Hay días en que estamos trabajados por tantas cosas, en que es tan plena la infinita tristeza de vivir, que todo alcanza un compás desesperado y tembloroso: la brisa más humilde tiene fuerzas de huracán, la palabra más fútil, sentido trascendente; y el pasajero hecho cotidiano augura un gran dolor, y fiero. Un día de esos escribió Barba Jacob la “Canción de la vida profunda”. La escribió con lágrimas, con tan verdadera desolación como para que ya nadie intente volver a expresarlo.
En esas horas de gracia, un hecho inesperado, precipita el diluvio, lo sé yo por experiencia propia. Una palabra bien dicha, una afirmación de esas que conducen a la derrota, o la soledad, porque todo el que lleva luz se queda solo. Un pájaro que cruza, como dijo el poeta, lo mismo hace sonreír que llorar.

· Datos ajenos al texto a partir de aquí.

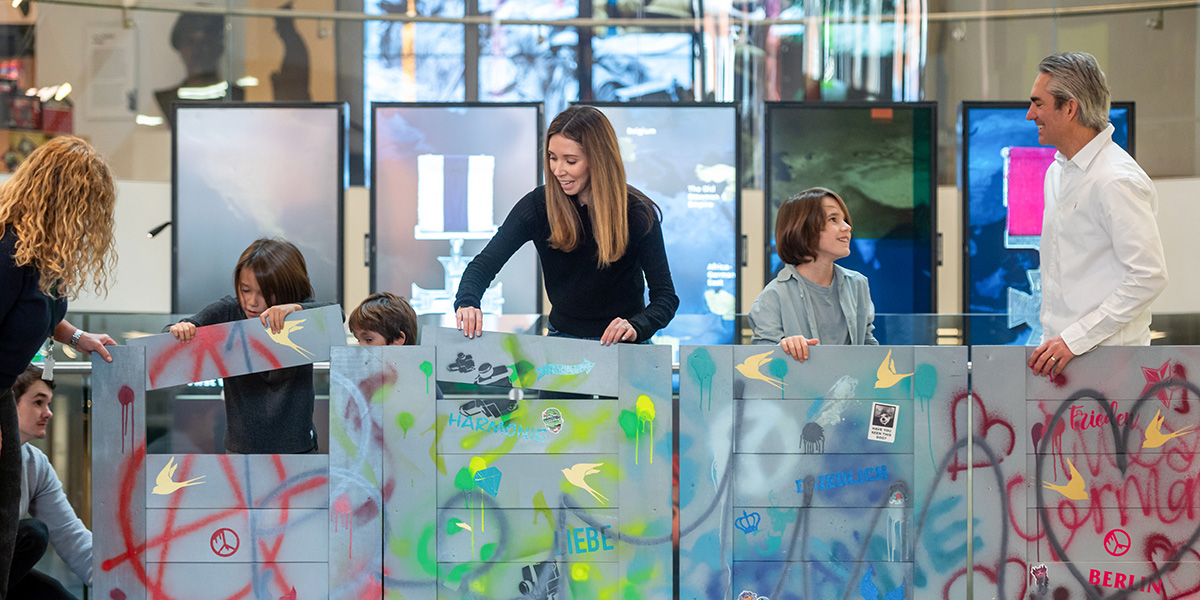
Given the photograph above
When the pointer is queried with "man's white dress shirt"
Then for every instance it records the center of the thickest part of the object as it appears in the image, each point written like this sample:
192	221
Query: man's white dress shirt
1102	258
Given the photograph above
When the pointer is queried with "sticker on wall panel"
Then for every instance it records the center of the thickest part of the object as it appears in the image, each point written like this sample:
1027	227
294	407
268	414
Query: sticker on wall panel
883	423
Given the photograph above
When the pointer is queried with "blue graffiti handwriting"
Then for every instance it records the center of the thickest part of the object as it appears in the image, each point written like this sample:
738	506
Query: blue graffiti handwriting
556	369
849	478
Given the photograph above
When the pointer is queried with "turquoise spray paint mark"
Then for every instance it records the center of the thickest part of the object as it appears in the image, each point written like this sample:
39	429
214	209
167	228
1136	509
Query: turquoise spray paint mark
427	369
701	365
778	369
924	385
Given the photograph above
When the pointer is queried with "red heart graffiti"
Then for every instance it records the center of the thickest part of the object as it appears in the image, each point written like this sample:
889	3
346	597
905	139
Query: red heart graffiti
982	429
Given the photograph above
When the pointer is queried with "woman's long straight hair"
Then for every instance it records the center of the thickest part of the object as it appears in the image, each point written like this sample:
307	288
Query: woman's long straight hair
588	127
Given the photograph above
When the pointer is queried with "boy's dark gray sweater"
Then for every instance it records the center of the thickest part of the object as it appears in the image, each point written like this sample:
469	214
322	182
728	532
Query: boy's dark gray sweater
268	412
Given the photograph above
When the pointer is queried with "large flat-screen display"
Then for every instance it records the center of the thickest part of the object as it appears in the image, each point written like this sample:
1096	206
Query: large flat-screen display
443	179
881	159
685	159
1001	169
243	172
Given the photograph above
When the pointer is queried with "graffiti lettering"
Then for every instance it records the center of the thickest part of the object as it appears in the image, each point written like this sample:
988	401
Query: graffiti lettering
849	478
497	426
1120	580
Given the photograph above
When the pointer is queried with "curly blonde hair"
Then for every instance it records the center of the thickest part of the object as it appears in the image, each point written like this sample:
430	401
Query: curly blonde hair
60	205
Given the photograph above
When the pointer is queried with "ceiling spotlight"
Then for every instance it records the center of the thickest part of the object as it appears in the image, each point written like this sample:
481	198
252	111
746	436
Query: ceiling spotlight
156	231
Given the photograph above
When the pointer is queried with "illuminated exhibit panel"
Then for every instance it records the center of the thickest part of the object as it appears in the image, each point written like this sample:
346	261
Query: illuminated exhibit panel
444	178
834	478
1003	172
243	172
684	157
880	157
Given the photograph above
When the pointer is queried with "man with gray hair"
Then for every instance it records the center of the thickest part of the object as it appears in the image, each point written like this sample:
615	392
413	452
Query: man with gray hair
1102	258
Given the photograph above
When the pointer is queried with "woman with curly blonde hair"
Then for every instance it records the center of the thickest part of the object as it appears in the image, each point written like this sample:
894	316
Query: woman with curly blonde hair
55	237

Así ayer. Si yo tenía ganas de llorar, o necesidad, no lo sabía. Ninguna sombra en el día, sino todo luz; nada en apariencia nos había agraviado; nadie, al parecer, nos había ofendido. Pero he ahí que a la vuelta de una esquina encuentro a un mocetón que conduce en brazos a una joven mujer impedida. Zarcos los ojos, rubias las trenzas anudadas en la frente; una sonrisa inunda su rostro de ángel. Muy rara  ha de sonreír esta niña, por eso cuando sonríe, derrama luz. O sonreirá siempre, lo que no puede ser sino una de esas maravillas que anonadan. Bastó eso para que de un solo golpe me soltara a llorar, como un niño, a media calle, ante el azoro de los transeúntes. Un minuto. Y la recompensa fueron unas horas apacibles y la promesa, otra vez formulada, de servir a la vida, y amarla.

 
Aun cuando en tiempos recientes se han venido presentado cambios considerables respecto a esta forma de ver las cosas, la permanencia de estereotipos comportamentales aun es notoria. El viejo mandato: “¡no chilles que pareces vieja!”, sigue resonando. Sin embargo, frente a ello parece llegada la hora en que el varón reivindica su derecho al llanto y la ternura.